"Angkat, Nilam," suruh papa. "Tapi jangan bilang macam-macam, Papa sudah sewa pengacara juga kok," kata papa lagi.
Aku segera mengangkat telepon darinya, mungkin ada hal penting yang harus orang itu katakan.
"Halo," ucapku padanya.
"Halo, Nilam, apa kabar?" timpal orang yang di seberang sana, suara itu ternyata suara Kiara. Berati pengacara itu sedang berada di penjara.
"Hemm, tentu baik, ngapain Anda telepon saya?" tanyaku heran.
"Aku ingin minta maaf, Nilam, maafkan segala kesalahanku, jujur saja aku khilaf," ungkap Kiara membuatku tambah keheranan. Sebab kami tidak saling bertatap muka, jadi tidak tahu sebenarnya Kiara tulus atau tidak.
"Khilaf?
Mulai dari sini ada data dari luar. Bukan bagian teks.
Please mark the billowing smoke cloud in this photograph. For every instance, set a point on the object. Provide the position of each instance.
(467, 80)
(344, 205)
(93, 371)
Tapi dua kali loh, apa papamu juga khilaf?" cecarku merasa aneh.
"Aku benar-benar nggak tahu kalau papa melakukan hal yang sama, tolong maafkan aku ya," lirih Kiara.
Aku terdiam bertanya pada papa dan Mas Arlan dengan bahasa isyarat bibir dikomat-kamit.
"Kalau aku sudah maafkan, lalu apa lagi?" tanyaku seperti menantang.